“Or the waiter that was,” lighting another cigarette. “He was awfully quick and civil; every one liked Owen.”
“Did it strike you, Joey, that he was something above his class—er—in fact, a gentleman?” And as Aurea asked the question she coloured faintly.
“No, my dear,” rejoined her friend, with decision. “I have not a scrap of imagination, or an ounce of romance in my composition. Such an idea never dawned on me. You see, Toby and I go about the world so much; although we have two big houses, we almost live in hotels, and I am accustomed to being served by men with nice voices and agreeable manners, who speak several foreign languages. So sorry to dispel your illusions, but Owen waited to the manner born. He may have been trained in some big house, and been a gentleman’s gentleman. I fancy he is a roving character. I think some one said he had been on a ranch up-country.”
Aurea looked out of the window, and was silent. Joey knew the world, and Joey, for all her free-and-easy ways and her noisy manners, was au fond a sensible, practical, little person.
“I dare say you are right, Joey,” she remarked at last.
“Why, of course I am! I grant you that the man is rather an unusual type of chauffeur, to come down to a dull situation in a dull little village; but, for goodness’ sake, don’t run away with the idea that he is some swell in disguise, for he is not; he is just ‘off the cab rank’—no more and no less. I admit his good looks, but that’s nothing. One of the handsomest young men I ever saw was a London carriage groom. I give you my word, his eyelashes were half an inch long! In these days, too, there are such hideous scandals about women and their smart chauffeurs, that one cannot be too reserved or too careful.”
“Joey!” cried Aurea, turning on her with a crimson face.
“Oh, I’m not thinking of you, darling; you are as cold and austere as Diana herself. I do wish you were not so icy to some one—you know who I mean.”

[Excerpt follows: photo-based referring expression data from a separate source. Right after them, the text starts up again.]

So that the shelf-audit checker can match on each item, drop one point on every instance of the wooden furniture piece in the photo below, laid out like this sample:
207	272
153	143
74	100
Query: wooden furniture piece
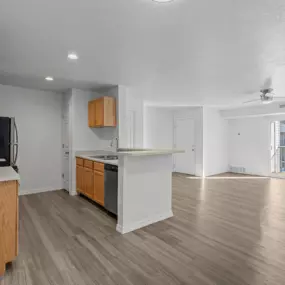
90	179
102	112
8	223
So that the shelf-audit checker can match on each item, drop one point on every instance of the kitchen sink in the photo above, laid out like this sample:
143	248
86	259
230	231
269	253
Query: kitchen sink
106	157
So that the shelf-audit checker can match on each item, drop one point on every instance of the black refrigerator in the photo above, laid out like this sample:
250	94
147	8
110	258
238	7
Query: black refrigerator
9	147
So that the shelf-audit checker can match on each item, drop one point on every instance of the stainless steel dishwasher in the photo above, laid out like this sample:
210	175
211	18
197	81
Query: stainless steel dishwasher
111	188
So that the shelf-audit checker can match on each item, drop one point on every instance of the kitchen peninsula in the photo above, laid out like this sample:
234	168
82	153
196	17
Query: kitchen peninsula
9	180
144	185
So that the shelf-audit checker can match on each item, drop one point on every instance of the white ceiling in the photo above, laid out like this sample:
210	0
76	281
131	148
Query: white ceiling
186	52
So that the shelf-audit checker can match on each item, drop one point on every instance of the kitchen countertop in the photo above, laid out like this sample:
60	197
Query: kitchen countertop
8	174
129	152
112	162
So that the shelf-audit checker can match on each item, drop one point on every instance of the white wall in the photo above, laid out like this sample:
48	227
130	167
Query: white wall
38	117
215	138
131	117
197	115
249	144
158	127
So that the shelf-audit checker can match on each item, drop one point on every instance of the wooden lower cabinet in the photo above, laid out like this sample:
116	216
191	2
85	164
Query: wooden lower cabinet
79	178
8	223
90	182
99	187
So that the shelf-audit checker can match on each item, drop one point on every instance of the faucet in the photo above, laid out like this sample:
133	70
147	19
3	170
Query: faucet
117	143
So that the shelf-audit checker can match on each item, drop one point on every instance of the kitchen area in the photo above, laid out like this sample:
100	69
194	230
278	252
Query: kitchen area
101	159
135	184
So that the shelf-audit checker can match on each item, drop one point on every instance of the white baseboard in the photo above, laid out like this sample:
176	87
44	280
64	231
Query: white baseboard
123	229
36	191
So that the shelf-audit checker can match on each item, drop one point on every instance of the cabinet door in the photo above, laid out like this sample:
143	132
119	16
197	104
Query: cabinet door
91	114
99	187
79	178
109	112
99	112
88	182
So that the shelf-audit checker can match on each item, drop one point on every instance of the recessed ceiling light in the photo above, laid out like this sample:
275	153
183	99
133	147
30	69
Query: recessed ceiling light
162	1
72	56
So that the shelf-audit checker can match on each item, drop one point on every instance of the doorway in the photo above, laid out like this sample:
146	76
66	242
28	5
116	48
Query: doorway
278	147
66	144
184	138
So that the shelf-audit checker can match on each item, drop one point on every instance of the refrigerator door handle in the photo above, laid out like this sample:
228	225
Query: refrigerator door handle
15	143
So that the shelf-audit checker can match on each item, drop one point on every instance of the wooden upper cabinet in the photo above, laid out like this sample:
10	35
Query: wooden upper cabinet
102	112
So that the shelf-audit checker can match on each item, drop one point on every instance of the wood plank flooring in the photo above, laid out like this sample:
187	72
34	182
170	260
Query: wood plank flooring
225	231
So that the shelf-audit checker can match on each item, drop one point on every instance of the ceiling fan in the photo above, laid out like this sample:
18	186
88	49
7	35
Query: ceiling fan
266	94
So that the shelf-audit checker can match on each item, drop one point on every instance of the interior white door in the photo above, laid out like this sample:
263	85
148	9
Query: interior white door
184	138
65	146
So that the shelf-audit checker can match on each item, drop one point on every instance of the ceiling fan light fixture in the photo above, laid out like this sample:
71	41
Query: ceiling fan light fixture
162	1
267	101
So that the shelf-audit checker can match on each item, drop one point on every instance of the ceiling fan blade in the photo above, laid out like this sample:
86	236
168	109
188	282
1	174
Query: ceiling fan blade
255	100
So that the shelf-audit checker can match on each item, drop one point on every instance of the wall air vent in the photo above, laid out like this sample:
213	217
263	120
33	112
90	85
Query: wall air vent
237	169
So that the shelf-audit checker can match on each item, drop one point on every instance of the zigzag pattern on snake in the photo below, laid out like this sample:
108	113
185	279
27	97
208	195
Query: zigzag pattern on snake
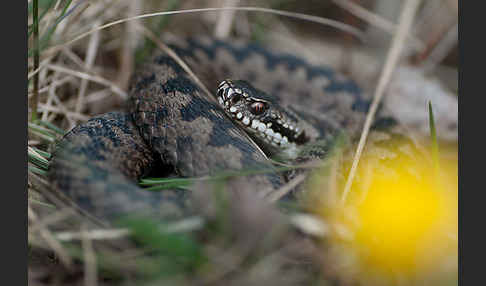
170	128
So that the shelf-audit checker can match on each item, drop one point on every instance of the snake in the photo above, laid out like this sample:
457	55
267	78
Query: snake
262	103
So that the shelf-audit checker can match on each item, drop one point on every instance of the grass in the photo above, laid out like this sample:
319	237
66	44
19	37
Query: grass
239	240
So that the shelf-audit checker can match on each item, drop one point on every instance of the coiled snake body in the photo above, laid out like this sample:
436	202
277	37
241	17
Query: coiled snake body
171	127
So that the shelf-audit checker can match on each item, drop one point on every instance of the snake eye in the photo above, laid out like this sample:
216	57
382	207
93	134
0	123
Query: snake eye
235	98
258	108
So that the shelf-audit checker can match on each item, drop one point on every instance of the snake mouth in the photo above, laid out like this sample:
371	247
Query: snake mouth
259	117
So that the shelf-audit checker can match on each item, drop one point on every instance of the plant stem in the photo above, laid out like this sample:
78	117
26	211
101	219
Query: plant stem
33	101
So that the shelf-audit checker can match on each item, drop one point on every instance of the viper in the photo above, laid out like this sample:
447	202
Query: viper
263	104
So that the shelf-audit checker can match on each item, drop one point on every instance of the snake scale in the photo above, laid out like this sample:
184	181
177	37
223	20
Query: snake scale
170	128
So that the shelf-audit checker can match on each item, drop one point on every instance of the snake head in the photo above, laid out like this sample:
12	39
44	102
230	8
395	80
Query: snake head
260	115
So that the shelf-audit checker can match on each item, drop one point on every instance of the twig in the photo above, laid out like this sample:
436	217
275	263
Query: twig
356	32
405	22
88	63
276	195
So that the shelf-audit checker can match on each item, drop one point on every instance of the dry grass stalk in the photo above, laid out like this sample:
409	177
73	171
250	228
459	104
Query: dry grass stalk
405	23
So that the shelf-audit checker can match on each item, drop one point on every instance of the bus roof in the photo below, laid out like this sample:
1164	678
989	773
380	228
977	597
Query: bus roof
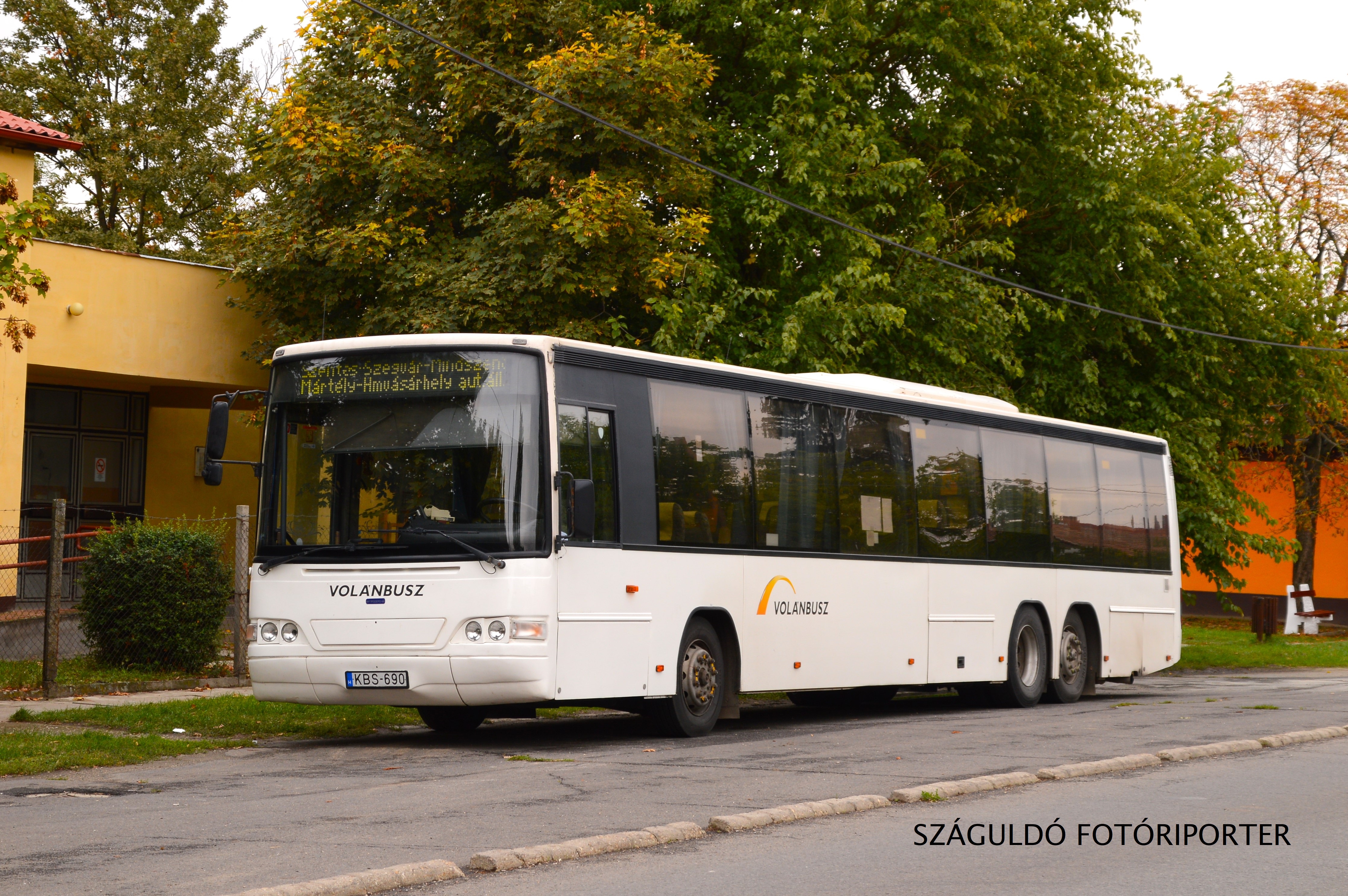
847	383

But Aurea’s expression was not encouraging, and her vivacious companion continued—
“Isn’t this a darling old place?” rising and looking over the Italian gardens and sloping lawns. “Somehow I always feel sorry for those Davenants, and as if we had no business here, and it was still theirs. We have their heirlooms too—the Davenants’ Vandyke, the lacquered cabinets, the Chippendale chairs. Dad bought them, as they matched the place; but we don’t fit in. Dad and mum were far happier in London; keeping up a great estate and a great position is an awful strain when one was not caught young. Do you know, the servants are a frightful trial; they find the country dull. And at the last ball we had, nearly all the hired waiters were intoxicated; they drank most of the champagne, and one of them handed a lemonade to Lord Mottisfont, and said there was no fiz left! The mum was so mortified she wept, poor dear.”